Govind Persad is assistant professor at the University of Denver Sturm College of Law. Ezekiel J. Emanuel is chairman of the Department of Medical Ethics and Health Policy at the University of Pennsylvania and a member of Joe Biden’s public health advisory committee.

Countries and companies are considering certifications that a person has contracted and recovered from covid-19, or received a vaccine. Some call these “immunity passports.” Would such programs divide society and stigmatize disfavored groups, exacerbating the inequalities that covid-19 has laid bare? Or might they help repair the tension between the public health imperative to save lives and the individual liberties of those — including the economically vulnerable — who want to travel, gather or return to work?

The ethics of such licenses need to be evaluated against the alternative of enforcing universal public health restrictions for the next 12 to 18 months — until a vaccine returns some kind of normalcy — or abandoning those restrictions and allowing a deadly infection to spread. Both options involve serious harms and inequalities.

In this context, immunity licenses could promote individual liberty and benefit society without invidious discrimination. A fundamental principle of public health is choosing the “least restrictive alternative” — that is, restricting personal freedom only where necessary to achieve crucial public health objectives. People should be given a chance to show they are immune and are safely exempt from restrictions properly applied to those at risk of infection.

Driver’s licenses are a better model for immunity certifications than all-or-nothing “passports." Driving is dangerous, but society manages the risks by restricting driving to licensed individuals who have shown they can drive safely. Licenses are also tailored to the risks posed. Most people are licensed to drive passenger cars; few have passed the more stringent tests to operate buses or large trucks. Similarly, licenses for new drivers and those with health conditions have restrictions. Licensing drivers improves safety. The same should be true for other risky activities during the coronavirus pandemic.

Clearly, people who are not immune and lack licenses would be disadvantaged relative to those who are. They may be unable to do certain jobs or travel to certain countries. But retaining maximal public health restrictions for everyone would not solve the problem of disadvantage. It would also violate the principle of the least restrictive alternative.

Activities permitted under public health orders, such as walking outdoors, interacting with household members and grocery shopping, should not require licenses. More importantly, just as licensed truckers benefit people who cannot drive, immunity licenses could enable safe economic activity that benefits everyone. Confirming the immunity of nursing-home staff could protect vulnerable patients.

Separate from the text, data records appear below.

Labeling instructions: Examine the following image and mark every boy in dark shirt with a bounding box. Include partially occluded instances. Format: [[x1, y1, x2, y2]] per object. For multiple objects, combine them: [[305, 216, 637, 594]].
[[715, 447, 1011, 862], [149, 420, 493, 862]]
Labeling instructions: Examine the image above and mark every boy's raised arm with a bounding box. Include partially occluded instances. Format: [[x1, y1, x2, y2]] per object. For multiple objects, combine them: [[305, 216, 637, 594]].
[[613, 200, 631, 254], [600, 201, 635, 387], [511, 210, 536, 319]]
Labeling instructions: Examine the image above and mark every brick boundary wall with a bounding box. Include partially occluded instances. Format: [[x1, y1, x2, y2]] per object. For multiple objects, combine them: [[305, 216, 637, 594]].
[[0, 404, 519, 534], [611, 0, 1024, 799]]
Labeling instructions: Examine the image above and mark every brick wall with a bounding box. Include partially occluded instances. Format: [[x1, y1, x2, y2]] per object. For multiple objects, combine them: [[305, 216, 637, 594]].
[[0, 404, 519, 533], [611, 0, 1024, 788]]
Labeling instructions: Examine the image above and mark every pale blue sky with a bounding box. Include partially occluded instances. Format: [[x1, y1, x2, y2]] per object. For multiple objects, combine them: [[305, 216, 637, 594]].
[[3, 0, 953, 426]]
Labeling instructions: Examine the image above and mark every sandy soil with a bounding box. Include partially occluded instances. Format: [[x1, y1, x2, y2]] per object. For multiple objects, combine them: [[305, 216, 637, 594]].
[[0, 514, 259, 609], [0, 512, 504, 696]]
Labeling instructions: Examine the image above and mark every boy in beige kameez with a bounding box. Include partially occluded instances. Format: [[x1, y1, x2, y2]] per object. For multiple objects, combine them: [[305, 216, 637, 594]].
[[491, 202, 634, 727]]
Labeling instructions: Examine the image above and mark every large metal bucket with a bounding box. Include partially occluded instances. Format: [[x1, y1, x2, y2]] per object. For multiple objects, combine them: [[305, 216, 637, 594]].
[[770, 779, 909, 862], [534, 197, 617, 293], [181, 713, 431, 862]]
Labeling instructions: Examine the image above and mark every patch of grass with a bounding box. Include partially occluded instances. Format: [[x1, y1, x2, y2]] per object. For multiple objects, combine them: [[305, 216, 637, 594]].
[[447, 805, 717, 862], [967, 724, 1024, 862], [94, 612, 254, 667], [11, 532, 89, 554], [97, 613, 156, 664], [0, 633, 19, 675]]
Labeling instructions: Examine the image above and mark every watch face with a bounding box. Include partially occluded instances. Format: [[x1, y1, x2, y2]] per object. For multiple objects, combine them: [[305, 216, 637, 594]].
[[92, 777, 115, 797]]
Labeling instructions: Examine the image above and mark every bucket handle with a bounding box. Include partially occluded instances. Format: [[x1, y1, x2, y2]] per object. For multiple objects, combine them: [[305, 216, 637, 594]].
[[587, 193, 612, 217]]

Allowing immune friends, relatives and volunteers to visit covid-19 patients could ease the psychological challenges of isolation. Immunity licenses could enable social and economic activities, such as in-person religious services and cultural events or patronage of nonessential businesses that require close physical contact, reducing the social toll of unemployment.

To be ethically sound, immunity licenses should not involve fees or be denied to people for reasons unrelated to immunity, such as unpaid debts. Race, religion and heritage should be irrelevant. Vulnerability to covid-19 is a factor public health policies already consider. Eschewing a regulated licensing program would not prevent stigma and inequality — but a lack of licensing may foster the use of unregulated test results or biased assumptions about immunity or vulnerability.

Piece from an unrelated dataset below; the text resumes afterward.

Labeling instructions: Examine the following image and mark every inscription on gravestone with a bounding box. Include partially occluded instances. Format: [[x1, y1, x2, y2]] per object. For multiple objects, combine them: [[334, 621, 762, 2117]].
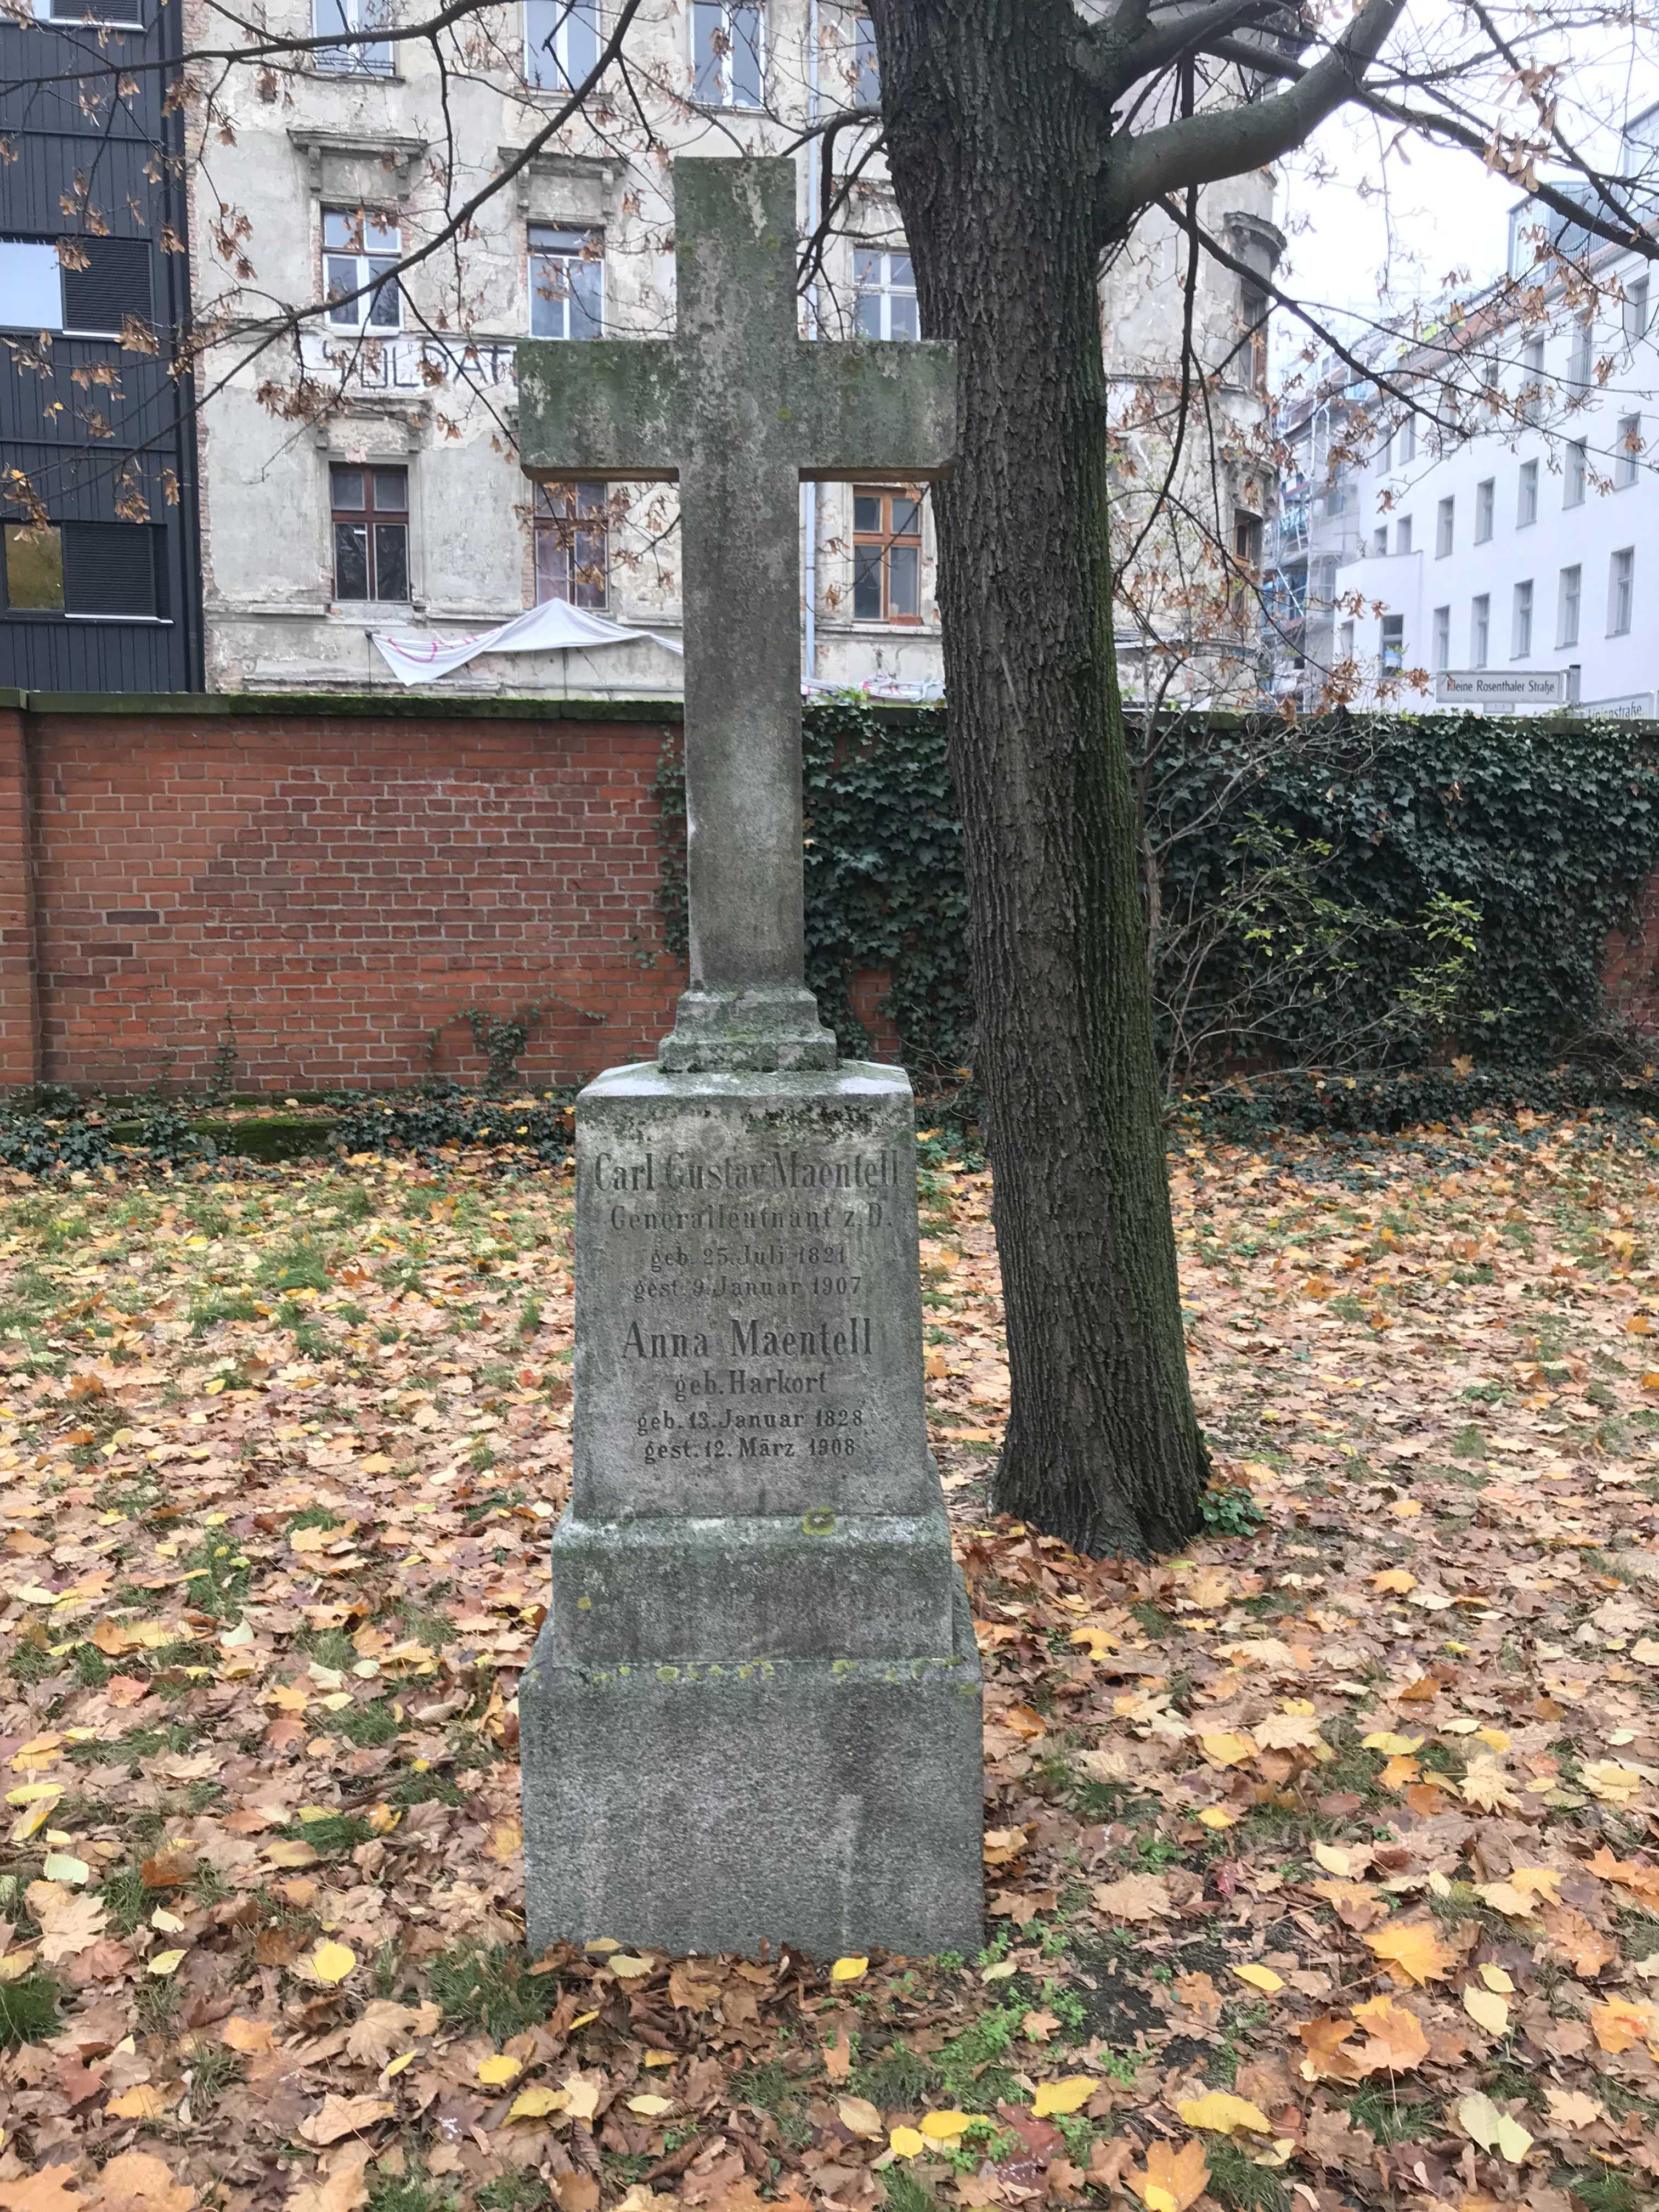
[[516, 154, 982, 1960]]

The most pressing obstacles to immunity licenses are scientific and practical. First, covid-19 antibody (serology) tests used for licensing purposes must be valid and reliable. Only some 12 of the more than 150 known serology tests in the United States are certified by the Food and Drug Administration. Most have excessive false positives, making the results untrustworthy as a basis for immunity licenses. Second, licensing requires better scientific evidence about the link between covid-19 infection and immunity: Does a positive serology test indicate immunity to covid-19 — and for how long? A program to deploy immunity licenses would incentivize necessary research that would benefit everyone in the long run.

The practical problem involves incentives. Much as with chicken pox "parties,” where parents tried to infect their children to get “it” over with, people frustrated with restrictions might seek infection — endangering themselves and others — in a bid to gain immunity and resume normal activity. One mitigation measure could be to first offer licenses only to health-care workers, who are both more likely to encounter infection in any event and to be better informed about risks.

Other critics worry that immunity licenses could encourage fraud or counterfeiting. Issuers — likely state governments, as with driver’s licenses — would need to incorporate careful verification and anti-forgery processes. Just as the impossibility of preventing all fraud doesn’t make driver’s licenses unworkable, it would not preclude immunity licensing.

Properly implemented, immunity licenses could enhance individual liberty by allowing immune individuals to safely engage in activities without worsening things for those who are not immune. They could help support society by allowing immune workers to care for the most vulnerable. Most important, they would not be discriminatory. Their ethics depends on deployment consistent with the best scientific knowledge.